Samantar Insta-Symposium: Foreclosing “Official Capacity” Suits
The most interesting aspect of the Samantar v. Yousuf opinion yesterday was the final section addressing the “artful pleading” problem. The Court stated that “[e]ven if a suit is not governed by the [FSIA], it may still be barred by foreign sovereign immunity under the common law. And not every suit can successfully be pleaded against an individual official alone.” It then raised three limitations to possible suits against individuals under the common law: (1) absence of personal jurisdiction; (2) dismissing the suit because of a necessary party; and (3) treating the state as the real party in interest where an individual’s conduct was done in his official capacity. (Slip op. at 18-19).
I think the last limitation could prove to significantly limit future suits against government officials. The Court stated that “it may be the case that some actions against an official in his official capacity should be treated as actions against the foreign state itself, as the state is the real party in interest. Cf. Kentucky v. Graham, 473 U.S. 159, 166 (1985) (‘[A]n official-capacity suit is, in all respects other than name, to be treated as a suit against the entity. It is not a suit against the official personally, for the real party in interest is the entity.’”).
A quick search suggests that lower courts were split on the question of whether individuals acting in their official capacity enjoyed sovereign immunity. The Court yesterday rejected the argument that individuals fall within the FSIA, but affirmed that they could fall within common law immunity.
Henceforth the central focus of litigation against government officials will be whether they were acting within their official capacity.

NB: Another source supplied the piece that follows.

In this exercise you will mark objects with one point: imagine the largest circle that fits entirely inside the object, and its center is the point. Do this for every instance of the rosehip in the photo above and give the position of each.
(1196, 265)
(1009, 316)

Defendants will seek to show they were acting with authority or under orders when they tortured or killed, while plaintiffs will argue the opposite. Unlike head of state immunity, it matters not whether they are government officials at the time of suit. All that matters is if their alleged unlawful conduct was taken as a government official. If so, then the state is the real party in interest, and sovereign immunity is triggered.